When Problems Arice

A couple nights ago I had arrived home from Taekwondo class and noticed while still in the garage that my wife had texted me the following ominous words:

The garbage disposal appears to be broken.
It is clogged. The food is going nowhere. It’s baaaaad.

That’s the perfect thing you want to read when you’re about to walk into your house.

So I walk in and glance in the sink. Sure enough it was a quarter full of soapy water and tiny food parts. My wife had attempted to do…something…with a bit of Dawn, but succeeded in only frothing up the water and making a nice soap batter. Not only that but I couldn’t help but notice a toilet plunger afloat in the froth. They weren’t horrible ideas necessarily, but the soap made seeing into the disposal impossible.

I began troubleshooting the problem and decided to test the motor.

Dumb idea #1.

The motor spun up fine…and instantly ejected a good portion of the sink’s contents into my face. Boy, isn’t this evening going swell?

So the disposal was working properly. It sounded good and was running fine. That was a big relief, since it told me there wasn’t anything preventing the motor from spinning. The problem seemed to be in the pipes, which could be anywhere from not-too-bad if it was under the cabinet to oh-crap-life-sucks-bad if it was buried in the ground on the way to the septic tank somewhere.

I looked online to see if there were any suggestions and found one somewhere that suggested pouring ice into the disposal and grinding the cubes up to dislodge whatever was blocking the pipe. I got the ice bucket from the fridge and dumped the half the ice into the sink.

Dumb idea #2.

The sink was full of sudsy water and food pieces. Ice splashes. Dad gets covered (again) in soapy water and food. I was so…happy!

With measured patience, I used my dirty hand to turn the disposal on and crush the ice. This time, however, I wisely used the toilet plunger to semi-block the wild torrent of froth from soaking me any further.

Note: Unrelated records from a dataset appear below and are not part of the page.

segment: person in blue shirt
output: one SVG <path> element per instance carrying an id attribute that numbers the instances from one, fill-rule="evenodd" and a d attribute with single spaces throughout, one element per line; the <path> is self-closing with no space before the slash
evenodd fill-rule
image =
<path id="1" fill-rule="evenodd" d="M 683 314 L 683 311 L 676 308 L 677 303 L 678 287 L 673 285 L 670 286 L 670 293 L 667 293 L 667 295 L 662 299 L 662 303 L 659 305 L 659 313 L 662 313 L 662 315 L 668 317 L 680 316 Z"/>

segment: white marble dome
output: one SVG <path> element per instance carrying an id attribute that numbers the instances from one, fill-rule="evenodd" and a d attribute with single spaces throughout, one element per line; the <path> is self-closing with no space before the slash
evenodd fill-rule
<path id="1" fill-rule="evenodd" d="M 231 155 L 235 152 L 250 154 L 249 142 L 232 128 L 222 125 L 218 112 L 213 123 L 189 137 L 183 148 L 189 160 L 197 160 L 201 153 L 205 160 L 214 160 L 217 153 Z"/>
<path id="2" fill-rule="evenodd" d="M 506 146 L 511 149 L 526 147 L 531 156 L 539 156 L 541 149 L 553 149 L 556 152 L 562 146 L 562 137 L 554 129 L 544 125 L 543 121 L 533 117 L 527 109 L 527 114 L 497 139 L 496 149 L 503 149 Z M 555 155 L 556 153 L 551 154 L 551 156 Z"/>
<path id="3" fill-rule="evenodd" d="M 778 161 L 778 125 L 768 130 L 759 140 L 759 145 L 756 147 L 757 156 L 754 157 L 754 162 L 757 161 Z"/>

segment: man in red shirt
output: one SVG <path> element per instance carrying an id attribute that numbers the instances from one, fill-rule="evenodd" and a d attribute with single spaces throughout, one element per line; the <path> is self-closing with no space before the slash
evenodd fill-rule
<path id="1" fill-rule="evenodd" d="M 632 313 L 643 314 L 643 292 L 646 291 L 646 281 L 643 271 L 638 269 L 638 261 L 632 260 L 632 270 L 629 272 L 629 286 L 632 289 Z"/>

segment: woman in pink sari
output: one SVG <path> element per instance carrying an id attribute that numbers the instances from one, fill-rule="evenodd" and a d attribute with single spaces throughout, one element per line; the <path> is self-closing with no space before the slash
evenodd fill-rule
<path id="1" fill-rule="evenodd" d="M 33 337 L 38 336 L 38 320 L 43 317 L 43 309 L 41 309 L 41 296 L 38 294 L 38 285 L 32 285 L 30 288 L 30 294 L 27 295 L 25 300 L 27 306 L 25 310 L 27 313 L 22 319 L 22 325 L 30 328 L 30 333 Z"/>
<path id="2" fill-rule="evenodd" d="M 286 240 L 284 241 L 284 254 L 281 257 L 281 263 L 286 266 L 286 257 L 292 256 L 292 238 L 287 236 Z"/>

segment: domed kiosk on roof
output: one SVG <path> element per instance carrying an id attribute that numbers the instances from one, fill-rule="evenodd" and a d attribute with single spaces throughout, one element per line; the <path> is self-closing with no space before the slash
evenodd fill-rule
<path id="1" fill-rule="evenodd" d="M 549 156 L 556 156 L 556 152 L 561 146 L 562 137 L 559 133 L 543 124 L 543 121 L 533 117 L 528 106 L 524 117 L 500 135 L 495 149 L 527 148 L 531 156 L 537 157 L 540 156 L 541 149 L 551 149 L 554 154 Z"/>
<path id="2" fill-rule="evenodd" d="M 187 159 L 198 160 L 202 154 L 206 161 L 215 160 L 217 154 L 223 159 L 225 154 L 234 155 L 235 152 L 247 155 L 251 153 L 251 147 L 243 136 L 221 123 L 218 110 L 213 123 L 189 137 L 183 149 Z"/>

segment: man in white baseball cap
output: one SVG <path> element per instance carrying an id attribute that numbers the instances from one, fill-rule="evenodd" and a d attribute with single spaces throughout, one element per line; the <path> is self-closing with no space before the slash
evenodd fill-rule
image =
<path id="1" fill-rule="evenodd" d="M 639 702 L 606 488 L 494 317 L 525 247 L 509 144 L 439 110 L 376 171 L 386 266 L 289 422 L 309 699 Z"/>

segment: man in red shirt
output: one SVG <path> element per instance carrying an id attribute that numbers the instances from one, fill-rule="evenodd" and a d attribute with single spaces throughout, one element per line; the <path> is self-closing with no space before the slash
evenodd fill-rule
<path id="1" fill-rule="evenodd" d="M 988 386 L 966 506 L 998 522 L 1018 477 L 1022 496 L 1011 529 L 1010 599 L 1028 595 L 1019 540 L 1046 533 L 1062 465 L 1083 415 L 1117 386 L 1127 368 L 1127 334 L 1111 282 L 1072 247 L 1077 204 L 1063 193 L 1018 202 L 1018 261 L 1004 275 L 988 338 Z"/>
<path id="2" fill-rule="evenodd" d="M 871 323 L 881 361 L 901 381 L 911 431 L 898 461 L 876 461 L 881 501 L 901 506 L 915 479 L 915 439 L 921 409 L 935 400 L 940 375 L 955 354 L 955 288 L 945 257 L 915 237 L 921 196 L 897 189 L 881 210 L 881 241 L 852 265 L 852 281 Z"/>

The ice was quickly ground to a pulp and I basically succeeded in increasing the level of the water in the sink.

I looked under the sink and started feeling around the pipes. In hindsight I have no idea why. It seemed logical at the time…and in fact it did yield one key piece of information. The drain pipe coming out of the disposal was cold, but the trap and plumbing beyond was not. Hmmm…this means that the ice is not getting into the trap, which must mean the clog is in the trap.

I cleaned out the cabinet of all pans and cutting boards. Now it was time to remove the trap. Thankfully I thought ahead enough to grab a bucket, hoping that when I removed the trap the sink above would drain. I placed the bucket under the trap, removed the couplings…and a loud woosh sound came out as all that water came into the bucket. Not really a dumb idea per se, since there was really no non-messy way to do it, but regardless I still ended up with food parts and water all over me. This time, it was my shins that bore the brunt of it because i was squatting down. Also, I’m not entirely sure, but I’d estimate that only about 20% actually ended up in the bucket based on how much was in the cabinet afterward.

The good news was that there was nothing clogged in the disposal itself. The sink was now empty (well there was still some froth and of course the plunger) so the disposal was good. The bad part was that there was food in the pipe heading into the floor and the trap was absolutely FULL of…well, rice.

You may be asking yourself, “Now why would your drain trap be full of rice?” If you’re not, you should be, because I sure was. However, to get to the ‘why’ you must first have some back story.

A few hours earlier, my daughter had decided to cook some…you guessed it…rice. She’s getting better at baking and cooking and is always looking to expand her recipe list. Rice is pretty straightforward and is pretty much her favorite food, so what better thing to cook than that? The wife gave her the recipe and rice and she began. She measured out the rice carefully and put it aside. Then she measured out the water and put it in the pan. She got the salt and butter and had it ready.

Then she put the rice in the cold water. Before boiling it.

As I said, she’s still learning and somehow neglected to actually read the directions, instead going straight for the ingredients list. My wife, when she discovered this, just took the pan of rice and…

Yep. Poured it all down the disposal.

Dry rice.

Into a drain pipe.

With a trap perpetually full of water.

Ain’t science fun?

Oh sure, she turned on the disposal and ran the water to wash them away, but the pieces were so small they disappeared quickly so she didn’t run the water long. Hence, the rice wasn’t pushed past the trap. Presumably it just settled in there and a little into the pipe beyond, and since that sink must not have been used for a while the rice just sat there and soaked up all the water. A cup of rice makes many servings of cooked rice so the poor trap never stood a chance. As you can see in the picture above, it was completely clogged. The next time they tried to use it, there was nowhere for anything to go, so it came back out. Onto her.

And, an hour or so later, onto me. Plumbing dadventure? Check.

Epilogue – the rice was excellent. No, not the drain pipe rice – that was disgusting! I mean my daughter’s second batch. Turned out great!